At first glance, the works of this artist suggests his deep rootedness in the visual cultures of Africa. The engaging images seem to want to carry you away, in search of individual truth, but also the collective truth of a culture. For his compositions, Ackah draws inspiration from African sculptures and masks. The stylistic artistic reference to Picasso and his work is deliberately chosen, whereby Picasso's source of inspiration also leads back to African culture. Ackah himself describes his relationship to it as a mystery:
"What I see in African sculptures is beauty, a challenge, a complete story, a great mystery that I try to solve through my work with lines, brushstrokes and also with colour."
—Yannick Ackah
Various materials such as paper, newspaper and magazine articles, or fabric, which he assembles in his works as in a collage, create the typical surface structure. They contribute to the three-dimensionality and depth of his works and add a dimension of everyday life and pop culture, which the artist playfully combines with traditional motifs.

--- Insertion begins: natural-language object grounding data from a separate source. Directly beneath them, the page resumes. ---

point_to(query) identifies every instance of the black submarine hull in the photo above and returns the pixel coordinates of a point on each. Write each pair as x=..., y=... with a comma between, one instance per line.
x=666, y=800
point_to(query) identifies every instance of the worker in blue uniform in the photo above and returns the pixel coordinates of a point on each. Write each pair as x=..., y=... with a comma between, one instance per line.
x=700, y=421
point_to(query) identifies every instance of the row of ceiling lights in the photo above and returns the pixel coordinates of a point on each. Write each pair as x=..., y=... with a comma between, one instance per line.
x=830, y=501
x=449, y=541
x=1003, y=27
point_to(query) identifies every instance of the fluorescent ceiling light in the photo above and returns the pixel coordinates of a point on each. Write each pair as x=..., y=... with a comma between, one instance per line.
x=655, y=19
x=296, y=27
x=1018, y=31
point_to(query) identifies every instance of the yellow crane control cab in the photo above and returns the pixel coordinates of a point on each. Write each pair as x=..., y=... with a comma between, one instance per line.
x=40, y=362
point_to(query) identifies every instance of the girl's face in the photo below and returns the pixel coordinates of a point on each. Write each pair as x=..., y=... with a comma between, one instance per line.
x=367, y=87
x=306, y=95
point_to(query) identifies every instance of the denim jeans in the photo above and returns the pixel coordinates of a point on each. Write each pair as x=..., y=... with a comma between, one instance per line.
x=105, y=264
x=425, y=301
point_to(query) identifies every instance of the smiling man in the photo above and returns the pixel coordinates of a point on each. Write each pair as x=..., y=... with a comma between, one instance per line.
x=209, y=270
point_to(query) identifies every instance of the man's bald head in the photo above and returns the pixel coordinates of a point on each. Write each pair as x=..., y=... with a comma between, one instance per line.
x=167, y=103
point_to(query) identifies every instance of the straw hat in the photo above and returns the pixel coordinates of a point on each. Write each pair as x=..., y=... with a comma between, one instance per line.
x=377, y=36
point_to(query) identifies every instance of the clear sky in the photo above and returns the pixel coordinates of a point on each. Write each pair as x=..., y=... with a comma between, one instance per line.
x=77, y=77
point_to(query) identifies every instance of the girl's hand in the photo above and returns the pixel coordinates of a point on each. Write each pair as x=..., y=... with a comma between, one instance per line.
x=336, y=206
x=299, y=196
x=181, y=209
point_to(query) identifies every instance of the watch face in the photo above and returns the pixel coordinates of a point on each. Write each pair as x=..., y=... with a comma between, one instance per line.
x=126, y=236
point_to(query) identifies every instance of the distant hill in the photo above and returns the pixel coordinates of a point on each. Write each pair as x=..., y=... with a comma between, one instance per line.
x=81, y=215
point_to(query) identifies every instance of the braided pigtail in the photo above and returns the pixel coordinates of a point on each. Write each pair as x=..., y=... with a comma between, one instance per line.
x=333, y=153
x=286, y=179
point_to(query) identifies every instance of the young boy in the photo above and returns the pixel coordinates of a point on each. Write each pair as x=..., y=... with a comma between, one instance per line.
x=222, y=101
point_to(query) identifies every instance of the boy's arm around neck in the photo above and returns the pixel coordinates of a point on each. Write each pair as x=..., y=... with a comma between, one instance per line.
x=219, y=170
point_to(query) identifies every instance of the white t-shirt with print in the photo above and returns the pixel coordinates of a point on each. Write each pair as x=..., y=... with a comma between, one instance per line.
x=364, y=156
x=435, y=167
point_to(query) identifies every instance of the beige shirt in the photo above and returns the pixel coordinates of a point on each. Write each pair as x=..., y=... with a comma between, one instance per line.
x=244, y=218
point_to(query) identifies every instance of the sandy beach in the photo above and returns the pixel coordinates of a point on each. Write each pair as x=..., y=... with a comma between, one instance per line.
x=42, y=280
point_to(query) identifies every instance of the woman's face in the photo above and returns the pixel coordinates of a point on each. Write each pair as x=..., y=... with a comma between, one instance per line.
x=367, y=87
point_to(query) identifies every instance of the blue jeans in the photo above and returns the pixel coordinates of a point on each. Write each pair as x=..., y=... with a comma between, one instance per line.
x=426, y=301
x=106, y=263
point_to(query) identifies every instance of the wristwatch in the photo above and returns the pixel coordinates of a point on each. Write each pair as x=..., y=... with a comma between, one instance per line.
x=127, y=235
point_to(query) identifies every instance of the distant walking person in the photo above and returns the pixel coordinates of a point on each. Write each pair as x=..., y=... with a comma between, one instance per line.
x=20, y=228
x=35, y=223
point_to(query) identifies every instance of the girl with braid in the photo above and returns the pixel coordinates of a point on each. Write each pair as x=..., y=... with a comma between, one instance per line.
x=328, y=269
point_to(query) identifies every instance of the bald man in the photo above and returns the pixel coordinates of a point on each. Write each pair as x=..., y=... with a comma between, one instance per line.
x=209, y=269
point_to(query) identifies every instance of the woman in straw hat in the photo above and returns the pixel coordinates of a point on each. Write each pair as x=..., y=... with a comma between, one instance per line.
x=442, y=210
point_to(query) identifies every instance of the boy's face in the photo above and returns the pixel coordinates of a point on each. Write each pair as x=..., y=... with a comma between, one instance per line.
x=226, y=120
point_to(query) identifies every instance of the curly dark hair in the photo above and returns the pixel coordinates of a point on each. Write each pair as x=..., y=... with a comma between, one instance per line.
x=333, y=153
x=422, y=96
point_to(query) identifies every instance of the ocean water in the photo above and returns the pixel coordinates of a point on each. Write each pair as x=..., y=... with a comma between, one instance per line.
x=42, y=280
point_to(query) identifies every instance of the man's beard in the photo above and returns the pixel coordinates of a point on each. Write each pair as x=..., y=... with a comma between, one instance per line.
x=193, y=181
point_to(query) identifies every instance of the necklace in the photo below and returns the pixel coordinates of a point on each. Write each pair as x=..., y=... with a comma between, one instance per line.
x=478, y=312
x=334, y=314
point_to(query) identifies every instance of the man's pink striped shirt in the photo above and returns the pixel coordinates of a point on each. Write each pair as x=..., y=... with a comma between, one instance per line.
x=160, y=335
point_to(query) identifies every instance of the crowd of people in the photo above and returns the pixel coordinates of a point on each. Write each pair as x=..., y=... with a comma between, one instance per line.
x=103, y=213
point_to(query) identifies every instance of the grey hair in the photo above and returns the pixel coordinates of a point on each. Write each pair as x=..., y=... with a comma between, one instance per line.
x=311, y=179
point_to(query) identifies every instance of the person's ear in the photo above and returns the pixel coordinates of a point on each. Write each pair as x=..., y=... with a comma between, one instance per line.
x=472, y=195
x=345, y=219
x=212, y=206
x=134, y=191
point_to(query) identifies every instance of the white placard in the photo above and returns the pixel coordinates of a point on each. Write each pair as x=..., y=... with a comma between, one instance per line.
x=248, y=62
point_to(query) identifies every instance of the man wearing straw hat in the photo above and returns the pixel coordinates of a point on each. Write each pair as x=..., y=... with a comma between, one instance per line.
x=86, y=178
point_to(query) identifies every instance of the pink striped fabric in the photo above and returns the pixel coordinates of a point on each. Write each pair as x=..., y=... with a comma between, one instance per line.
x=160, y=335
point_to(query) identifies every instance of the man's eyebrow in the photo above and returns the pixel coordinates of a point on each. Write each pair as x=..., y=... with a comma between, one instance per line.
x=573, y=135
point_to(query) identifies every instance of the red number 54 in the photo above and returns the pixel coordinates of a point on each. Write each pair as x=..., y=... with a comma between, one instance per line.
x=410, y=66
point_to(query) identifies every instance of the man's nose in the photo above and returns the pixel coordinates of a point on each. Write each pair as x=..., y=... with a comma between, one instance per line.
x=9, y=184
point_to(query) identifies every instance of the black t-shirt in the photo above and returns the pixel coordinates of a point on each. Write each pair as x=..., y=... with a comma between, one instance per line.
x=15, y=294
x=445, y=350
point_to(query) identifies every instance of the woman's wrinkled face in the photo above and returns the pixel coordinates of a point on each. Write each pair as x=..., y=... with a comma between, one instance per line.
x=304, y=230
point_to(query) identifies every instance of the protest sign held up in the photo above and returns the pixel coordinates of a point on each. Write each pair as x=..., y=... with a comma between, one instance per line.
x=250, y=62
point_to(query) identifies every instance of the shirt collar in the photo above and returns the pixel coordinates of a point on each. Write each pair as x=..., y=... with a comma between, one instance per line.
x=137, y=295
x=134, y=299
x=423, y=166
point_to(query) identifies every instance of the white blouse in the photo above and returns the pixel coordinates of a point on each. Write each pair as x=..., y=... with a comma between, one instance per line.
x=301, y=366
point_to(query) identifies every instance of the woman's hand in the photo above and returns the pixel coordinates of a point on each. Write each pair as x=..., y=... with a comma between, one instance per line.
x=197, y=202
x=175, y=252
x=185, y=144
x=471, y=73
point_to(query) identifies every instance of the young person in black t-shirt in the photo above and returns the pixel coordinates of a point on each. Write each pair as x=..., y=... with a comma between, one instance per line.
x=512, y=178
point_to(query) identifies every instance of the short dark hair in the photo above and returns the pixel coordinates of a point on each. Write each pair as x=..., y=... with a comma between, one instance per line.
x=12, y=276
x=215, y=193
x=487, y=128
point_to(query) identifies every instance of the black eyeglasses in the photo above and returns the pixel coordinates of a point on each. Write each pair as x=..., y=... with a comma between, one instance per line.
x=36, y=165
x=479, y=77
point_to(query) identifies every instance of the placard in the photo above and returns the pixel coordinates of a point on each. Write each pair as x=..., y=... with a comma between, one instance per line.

If you allow yourself to embark on this journey, you will often recognise a play of opposites: The dialectic of life and death, mental abysses and dreamy playfulness, day and night, in short ‘the poetry of an existence’, as the young artist himself states. But his own identity and the society in which he lives also play an undeniable role for Ackah. Socio-political themes such as racism and the deep wounds of colonialism as well as to the cultural appropriation can also be found in the works.
In 2020 Yannick Ackah completed his art studies at I.N.S.A.A.C (Institut National Supérieur des Arts et de l'Action Culturelle) in Abidjan, Ivory Coast. Since then, he exhibited internationally and his works are part of prestigious private collections in France, Germany, Switzerland, Japan, Spain and the United States.